The herd of 17 goats was all business.
The animals, white with patches of bronze, black and mahogany brown, meandered along in a west metro pasture this week, chomping away at buckthorn and prickly ash, leaving in their path groupings of scraggly sticks.
Their buffet of roughage is part of an experiment to get rid of unwanted invasive plants and weeds without herbicides.
“The idea is to keep grazing and keep grazing and get those roots to burn their energy out,” said Tim Reese, farm operations supervisor at Gale Woods Farm in Minnetrista, where the goats were grazing. “If we can do this on a small scale, then maybe we’ll be able to replicate it elsewhere.”
The working farm, part of the Three Rivers Park District, provides outdoor learning for daily visitors, summer camp students and school groups.
It was Reese’s idea to try the goats as an experiment on 4.5 acres of the farm that he wants to return to its native state — diverse grasses for pasture intermixed with huge oak trees. Previous attempts to cut the persistent weeds and paint their stalks with herbicides have been expensive, temporary and not particularly good for the environment, he said, so goats were worth a try.
“They’re browsers, so they’ll go after the leaves on shrubby things before they’ll actually eat the grass that’s on the ground, so this is the right kind of forage for them to eat,” Reese said.
The animals, a relatively recent breed called Kiko goats, aren’t the tame variety that cozy up to children at petting zoos. They’re twice as large and skittish around people and they stick close together.
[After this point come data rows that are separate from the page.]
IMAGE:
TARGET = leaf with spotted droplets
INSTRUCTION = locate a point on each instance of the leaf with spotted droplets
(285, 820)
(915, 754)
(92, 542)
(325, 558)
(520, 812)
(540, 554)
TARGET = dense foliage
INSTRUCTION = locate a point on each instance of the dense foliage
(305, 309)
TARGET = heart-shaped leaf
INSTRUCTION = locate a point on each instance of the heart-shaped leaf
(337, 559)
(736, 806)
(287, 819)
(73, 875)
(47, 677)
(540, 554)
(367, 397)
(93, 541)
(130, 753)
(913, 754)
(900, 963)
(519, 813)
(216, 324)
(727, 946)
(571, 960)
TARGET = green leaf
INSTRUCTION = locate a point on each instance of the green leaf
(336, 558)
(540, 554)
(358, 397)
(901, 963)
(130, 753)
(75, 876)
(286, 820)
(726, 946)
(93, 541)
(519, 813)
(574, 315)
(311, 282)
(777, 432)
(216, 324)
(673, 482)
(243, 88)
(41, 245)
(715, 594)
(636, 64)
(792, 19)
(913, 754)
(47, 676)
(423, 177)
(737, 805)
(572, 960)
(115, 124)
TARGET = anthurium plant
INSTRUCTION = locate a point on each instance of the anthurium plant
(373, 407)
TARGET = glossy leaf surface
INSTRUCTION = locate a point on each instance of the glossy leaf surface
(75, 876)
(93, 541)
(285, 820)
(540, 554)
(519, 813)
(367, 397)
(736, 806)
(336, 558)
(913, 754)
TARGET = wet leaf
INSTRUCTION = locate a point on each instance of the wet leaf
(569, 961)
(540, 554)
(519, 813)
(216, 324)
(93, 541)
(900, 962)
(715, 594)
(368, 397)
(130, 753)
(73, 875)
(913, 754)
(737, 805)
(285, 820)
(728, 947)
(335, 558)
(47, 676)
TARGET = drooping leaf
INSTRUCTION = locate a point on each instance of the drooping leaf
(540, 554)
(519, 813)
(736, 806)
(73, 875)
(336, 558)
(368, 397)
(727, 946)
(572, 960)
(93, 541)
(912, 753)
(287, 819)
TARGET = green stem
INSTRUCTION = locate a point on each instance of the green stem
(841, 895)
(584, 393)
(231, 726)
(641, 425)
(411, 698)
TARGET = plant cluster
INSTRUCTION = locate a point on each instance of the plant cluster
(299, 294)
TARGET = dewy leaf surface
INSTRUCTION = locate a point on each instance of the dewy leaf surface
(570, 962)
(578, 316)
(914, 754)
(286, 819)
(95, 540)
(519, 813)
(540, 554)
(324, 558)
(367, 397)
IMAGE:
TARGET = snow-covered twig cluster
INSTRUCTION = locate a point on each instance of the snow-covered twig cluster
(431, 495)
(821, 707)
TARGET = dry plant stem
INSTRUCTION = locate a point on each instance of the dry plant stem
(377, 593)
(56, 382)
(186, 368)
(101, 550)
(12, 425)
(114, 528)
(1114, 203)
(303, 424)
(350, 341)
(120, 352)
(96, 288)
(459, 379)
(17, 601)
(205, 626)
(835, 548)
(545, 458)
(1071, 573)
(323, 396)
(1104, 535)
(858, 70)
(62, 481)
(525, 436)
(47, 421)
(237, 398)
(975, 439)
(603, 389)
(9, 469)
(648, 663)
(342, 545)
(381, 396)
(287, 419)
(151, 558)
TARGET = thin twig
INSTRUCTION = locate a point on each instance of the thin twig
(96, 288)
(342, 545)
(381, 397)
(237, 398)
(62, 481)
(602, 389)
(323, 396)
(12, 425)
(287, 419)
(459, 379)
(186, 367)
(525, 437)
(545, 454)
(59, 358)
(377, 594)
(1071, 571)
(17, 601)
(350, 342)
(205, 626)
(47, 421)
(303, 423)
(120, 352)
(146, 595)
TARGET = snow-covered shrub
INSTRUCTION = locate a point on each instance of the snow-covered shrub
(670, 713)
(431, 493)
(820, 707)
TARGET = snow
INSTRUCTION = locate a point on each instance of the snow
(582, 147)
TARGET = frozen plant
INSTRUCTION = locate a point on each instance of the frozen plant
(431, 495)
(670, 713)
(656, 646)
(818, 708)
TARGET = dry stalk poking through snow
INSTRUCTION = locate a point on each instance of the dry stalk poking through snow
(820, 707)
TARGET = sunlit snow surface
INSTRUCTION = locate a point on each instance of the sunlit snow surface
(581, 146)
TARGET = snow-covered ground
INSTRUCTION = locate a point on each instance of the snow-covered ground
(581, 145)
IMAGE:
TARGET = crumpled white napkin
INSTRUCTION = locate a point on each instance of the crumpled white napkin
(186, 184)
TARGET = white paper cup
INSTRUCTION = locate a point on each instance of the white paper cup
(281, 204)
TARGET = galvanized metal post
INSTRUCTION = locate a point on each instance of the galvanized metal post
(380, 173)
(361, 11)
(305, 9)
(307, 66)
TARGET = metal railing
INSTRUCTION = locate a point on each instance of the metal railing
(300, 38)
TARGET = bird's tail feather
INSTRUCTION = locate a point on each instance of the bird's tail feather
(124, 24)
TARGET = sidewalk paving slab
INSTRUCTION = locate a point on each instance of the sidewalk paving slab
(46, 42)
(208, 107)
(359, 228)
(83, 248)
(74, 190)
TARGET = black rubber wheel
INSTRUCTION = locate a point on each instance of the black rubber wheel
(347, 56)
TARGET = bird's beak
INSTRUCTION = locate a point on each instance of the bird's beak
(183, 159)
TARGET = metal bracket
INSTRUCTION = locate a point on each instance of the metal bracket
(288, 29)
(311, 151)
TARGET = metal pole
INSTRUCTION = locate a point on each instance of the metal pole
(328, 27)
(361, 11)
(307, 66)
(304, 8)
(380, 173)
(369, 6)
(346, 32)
The buck of the herd, the only one with a name — Mephisto — is a 200-pounder more than twice the size of the others.
On a recent morning in their field, some reared up on their hind legs to reach higher leaves, and a few rested on an immense downed tree stump, digesting their food and overlooking the site. They have nearly denuded the first of the 4 acres in the past two weeks and will soon be rotated to the next section for additional feasting.
But not all is restful for the goats. They’re surrounded by an electrified portable fence to keep them from straying, and they’re joined by a pair of Great Pyrenees guard dogs at night to keep away coyotes.
Will Winter, who owns the goats, has two other herds clearing invasive plants, one on a small farm near Winona and another in Wisconsin, and has a waiting list of other sites that people want cleared.
Winter, who also works as a herd health consultant for Thousand Hills Cattle Company, takes his animals personally.
“Goats live on what nobody else wants,” he said. “So they’re kind of like my role model.”
Winter said goats are the ideal solution to provide constant pressure against stubborn weeds such as buckthorn.
“When the goats have had their way with it, then you can come in with your luxurious cattle that are kind of elite like poodles and only want to eat that green, soft grass,” he said.
The arrangement with Three Rivers involves no money, he said. The goats get fresh feed, and the farm gets free removal of weeds.
Winter cautioned that the goats prefer shrubs, but once the leaves are gone, they’ll start eating grass and everything else.
“That’s just what they do,” he said. “We don’t know where they put it all. We don’t know where it all goes.”
Reese said the use of goats to control buckthorn, garlic mustard and other pesky weeds is rare in the Midwest as far as he knows, but they’ve been used for years in the Southeast to control the invasive kudzu vine, and in Montana and other Great Plains states to beat back the spread of leafy spurge on rangelands.
Even after the goats graze the park’s farmland a couple of times this year, Reese expects he may need to bring them back for a second year, because buckthorn grows back quickly from its roots and also spreads by seed.
He also is planning a secondary assault on the buckthorn with another strategy: pigs.
“Pigs will root it up and eat some of those buckthorn roots so we can move in and get some grasses planted,” he said.